Laiacona contends that the MXR Phase 90 was used on “more hit records—from the Rolling Stones and John Lennon to Van Halen and Santana—than any other stomp box.” From MXR’s inception in 1973 through its 1984 bankruptcy, it sold more than two million pedals. (MXR is now a registered trademark of Dunlop Manufacturing, Inc. In the ’80s and ’90s, Laiacona explains, the “all-in-one box” became more popular than single-function pedals, and digital circuitry and sound modeling overtook analog. Now analog is back in vogue, providing a ripe market for the Rochester Series. “Rochester boxes have a certain amount of inherent distortion,” he says, “but it’s a pleasing, musical, analog distortion. They’re going to capture a whole new audience with a sound that was lost over the last 20 years. I think the product is right for the time.” Used in combination, he adds, the OrangeBox phaser, GoldBox distortion, and RedBox compressor “can produce almost any guitar sound except for delay and wah-wah.”

Another incentive to rejoin the effects pedal fray, ironically, was the economic recession. For several years Whirlwind had been focusing on providing sophisticated digital audio solutions for large installations that required extensive R&D and were fairly expensive to consumers. “I wanted to make products for under $100 dealer cost that more people can afford,” says Laiacona. The pedals’ reasonable price belies the fact that they are all hand-wired (using none of Whirlwind’s extensive robotic surface-mount capabilities) and produced not overseas, but in the company’s factory in Rochester.

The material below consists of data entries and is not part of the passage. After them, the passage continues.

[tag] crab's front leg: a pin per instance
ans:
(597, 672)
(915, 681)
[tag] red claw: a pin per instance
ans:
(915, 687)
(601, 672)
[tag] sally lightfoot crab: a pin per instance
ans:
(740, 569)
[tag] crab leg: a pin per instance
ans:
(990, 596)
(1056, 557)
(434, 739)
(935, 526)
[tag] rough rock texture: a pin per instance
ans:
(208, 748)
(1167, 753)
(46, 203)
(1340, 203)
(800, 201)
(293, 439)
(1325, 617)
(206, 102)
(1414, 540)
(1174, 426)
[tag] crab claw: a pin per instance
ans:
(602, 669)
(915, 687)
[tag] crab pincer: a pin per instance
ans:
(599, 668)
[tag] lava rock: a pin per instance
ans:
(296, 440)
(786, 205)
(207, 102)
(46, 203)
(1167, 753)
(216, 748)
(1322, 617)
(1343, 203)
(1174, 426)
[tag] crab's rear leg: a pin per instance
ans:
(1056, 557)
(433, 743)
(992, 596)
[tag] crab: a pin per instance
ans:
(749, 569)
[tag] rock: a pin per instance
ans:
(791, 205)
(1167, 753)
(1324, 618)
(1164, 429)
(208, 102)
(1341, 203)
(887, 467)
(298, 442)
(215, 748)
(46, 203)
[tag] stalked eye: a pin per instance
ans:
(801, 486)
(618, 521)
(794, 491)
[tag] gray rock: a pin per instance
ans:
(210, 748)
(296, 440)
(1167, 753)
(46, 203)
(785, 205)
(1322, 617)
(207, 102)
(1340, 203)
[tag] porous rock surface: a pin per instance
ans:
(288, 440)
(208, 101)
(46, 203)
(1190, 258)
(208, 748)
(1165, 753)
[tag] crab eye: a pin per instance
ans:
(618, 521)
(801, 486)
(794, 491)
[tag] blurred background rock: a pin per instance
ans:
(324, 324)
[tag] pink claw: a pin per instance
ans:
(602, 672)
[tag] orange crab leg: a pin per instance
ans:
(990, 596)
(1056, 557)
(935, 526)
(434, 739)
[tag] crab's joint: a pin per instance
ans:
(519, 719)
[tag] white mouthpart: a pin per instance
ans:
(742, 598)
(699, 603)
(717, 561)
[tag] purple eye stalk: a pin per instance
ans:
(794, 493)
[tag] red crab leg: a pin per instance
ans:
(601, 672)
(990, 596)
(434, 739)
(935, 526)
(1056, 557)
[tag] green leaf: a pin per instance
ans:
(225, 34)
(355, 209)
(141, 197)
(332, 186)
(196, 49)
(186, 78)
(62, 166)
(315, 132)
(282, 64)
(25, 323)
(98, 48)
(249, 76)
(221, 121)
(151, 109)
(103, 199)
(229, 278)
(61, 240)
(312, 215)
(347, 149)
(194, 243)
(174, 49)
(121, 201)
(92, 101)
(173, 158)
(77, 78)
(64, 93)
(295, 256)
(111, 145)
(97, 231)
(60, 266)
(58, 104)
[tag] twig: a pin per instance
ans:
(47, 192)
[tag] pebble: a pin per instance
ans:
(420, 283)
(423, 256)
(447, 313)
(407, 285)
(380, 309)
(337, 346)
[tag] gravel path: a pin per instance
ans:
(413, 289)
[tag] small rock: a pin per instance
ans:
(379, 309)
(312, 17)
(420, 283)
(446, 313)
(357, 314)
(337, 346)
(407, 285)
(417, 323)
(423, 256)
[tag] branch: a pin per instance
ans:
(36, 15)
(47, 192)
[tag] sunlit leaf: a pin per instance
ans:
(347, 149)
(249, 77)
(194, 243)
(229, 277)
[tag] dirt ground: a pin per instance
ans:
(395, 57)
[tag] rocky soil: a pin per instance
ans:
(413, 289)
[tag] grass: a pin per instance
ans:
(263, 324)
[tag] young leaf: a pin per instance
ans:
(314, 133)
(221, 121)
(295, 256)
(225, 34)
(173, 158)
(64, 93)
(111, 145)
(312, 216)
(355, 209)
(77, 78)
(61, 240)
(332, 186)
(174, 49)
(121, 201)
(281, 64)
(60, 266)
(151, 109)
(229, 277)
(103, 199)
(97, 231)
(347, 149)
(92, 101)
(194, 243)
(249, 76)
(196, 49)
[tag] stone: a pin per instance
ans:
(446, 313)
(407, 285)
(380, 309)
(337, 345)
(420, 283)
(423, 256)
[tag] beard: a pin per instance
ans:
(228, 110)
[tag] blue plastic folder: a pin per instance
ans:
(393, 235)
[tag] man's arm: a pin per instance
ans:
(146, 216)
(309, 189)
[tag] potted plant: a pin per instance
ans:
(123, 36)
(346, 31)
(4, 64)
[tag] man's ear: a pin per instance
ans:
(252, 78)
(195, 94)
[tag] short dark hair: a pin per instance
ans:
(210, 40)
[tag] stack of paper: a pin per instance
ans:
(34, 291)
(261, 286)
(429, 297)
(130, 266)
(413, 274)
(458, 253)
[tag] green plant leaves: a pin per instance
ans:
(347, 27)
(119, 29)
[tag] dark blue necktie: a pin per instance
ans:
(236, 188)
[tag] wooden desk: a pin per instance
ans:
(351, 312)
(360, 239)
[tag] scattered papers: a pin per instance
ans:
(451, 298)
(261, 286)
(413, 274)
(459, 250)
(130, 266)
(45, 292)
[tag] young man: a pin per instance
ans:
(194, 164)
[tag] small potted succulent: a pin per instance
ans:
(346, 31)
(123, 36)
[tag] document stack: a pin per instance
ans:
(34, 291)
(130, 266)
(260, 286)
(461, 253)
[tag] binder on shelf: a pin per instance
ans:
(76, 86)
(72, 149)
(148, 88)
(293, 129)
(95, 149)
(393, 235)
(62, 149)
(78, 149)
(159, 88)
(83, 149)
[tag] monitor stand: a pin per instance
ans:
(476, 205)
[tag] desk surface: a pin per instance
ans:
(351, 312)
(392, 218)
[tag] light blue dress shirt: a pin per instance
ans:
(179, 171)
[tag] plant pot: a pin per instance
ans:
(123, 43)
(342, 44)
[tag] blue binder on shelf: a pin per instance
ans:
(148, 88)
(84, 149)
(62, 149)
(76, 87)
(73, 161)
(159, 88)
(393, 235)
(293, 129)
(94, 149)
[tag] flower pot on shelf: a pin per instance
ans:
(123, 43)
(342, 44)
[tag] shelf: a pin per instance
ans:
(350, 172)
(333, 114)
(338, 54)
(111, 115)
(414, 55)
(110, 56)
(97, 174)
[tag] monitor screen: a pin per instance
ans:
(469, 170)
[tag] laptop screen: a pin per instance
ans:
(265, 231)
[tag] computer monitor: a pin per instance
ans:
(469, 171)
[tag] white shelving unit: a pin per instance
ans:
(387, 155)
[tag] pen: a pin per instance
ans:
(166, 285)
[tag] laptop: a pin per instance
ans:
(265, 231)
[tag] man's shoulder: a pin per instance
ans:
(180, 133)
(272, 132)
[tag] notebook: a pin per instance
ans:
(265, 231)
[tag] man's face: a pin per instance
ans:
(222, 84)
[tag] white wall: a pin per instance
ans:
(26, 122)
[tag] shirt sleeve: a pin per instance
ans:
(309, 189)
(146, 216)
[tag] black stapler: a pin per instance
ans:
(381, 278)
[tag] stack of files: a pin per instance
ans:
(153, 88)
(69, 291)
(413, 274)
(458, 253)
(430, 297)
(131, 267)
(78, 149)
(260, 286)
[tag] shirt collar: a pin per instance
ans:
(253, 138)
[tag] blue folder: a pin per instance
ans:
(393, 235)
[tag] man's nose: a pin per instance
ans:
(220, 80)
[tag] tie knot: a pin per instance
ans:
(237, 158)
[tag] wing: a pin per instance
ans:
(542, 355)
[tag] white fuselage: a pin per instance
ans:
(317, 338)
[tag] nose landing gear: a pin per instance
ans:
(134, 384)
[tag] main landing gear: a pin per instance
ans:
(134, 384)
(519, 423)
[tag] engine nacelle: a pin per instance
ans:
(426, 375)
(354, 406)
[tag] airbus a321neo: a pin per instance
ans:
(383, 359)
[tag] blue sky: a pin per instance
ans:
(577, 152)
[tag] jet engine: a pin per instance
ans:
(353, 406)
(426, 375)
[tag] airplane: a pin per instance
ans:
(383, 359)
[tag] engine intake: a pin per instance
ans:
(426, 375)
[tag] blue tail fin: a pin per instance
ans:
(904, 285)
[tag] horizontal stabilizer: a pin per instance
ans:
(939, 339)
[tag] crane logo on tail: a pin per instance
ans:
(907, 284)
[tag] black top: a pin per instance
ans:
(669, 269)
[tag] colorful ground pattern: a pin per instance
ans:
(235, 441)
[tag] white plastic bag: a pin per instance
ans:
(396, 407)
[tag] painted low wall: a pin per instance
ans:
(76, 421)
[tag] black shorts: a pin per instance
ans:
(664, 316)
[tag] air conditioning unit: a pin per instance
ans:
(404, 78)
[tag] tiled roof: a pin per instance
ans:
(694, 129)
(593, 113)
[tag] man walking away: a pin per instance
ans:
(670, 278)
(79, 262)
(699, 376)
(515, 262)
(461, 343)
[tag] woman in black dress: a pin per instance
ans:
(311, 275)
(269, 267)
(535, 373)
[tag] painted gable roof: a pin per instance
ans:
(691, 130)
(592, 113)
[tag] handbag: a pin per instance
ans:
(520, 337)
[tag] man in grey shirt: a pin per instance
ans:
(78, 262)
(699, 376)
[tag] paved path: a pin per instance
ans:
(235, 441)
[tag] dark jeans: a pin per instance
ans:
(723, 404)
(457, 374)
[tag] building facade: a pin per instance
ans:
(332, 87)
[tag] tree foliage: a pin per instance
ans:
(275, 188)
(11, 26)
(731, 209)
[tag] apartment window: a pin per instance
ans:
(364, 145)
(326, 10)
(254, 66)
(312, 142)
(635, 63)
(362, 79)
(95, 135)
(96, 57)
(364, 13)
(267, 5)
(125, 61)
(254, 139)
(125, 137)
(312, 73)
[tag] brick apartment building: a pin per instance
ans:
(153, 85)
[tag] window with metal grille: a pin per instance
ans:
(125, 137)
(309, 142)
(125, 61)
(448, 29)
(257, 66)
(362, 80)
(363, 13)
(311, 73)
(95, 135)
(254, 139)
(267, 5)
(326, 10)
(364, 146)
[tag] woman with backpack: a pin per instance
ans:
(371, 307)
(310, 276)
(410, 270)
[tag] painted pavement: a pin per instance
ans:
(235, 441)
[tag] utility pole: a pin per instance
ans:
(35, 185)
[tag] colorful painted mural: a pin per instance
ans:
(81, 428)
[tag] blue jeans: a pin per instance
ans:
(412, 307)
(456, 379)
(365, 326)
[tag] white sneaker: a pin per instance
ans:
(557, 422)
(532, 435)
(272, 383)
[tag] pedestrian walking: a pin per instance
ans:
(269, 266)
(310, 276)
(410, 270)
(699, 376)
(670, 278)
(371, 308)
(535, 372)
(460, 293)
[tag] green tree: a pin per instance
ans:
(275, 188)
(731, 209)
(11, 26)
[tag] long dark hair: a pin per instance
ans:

Although the Rochester Series marketing materials refer to its MXR connection, Laiacona doesn’t plan to focus on it. “I don’t want to live on the old MXR’s laurels,” he says. “I think I’ve done enough in the last 35 years at Whirlwind that I don’t have to prove myself all over again.” He trusts retailers to know a hit when they see one, and their initial response to the Rochester Series pedals has been very promising. “Every single dealer who tested them,” he notes—“even the ones who were initially less than enthusiastic about stocking another stomp box—has said ‘Absolutely, yes.’ And today’s younger players are flipping out over them. They don’t all know that these sounds are on countless classic songs and albums, but they can hear their character, their human element, and they instantly know it’s the real deal.”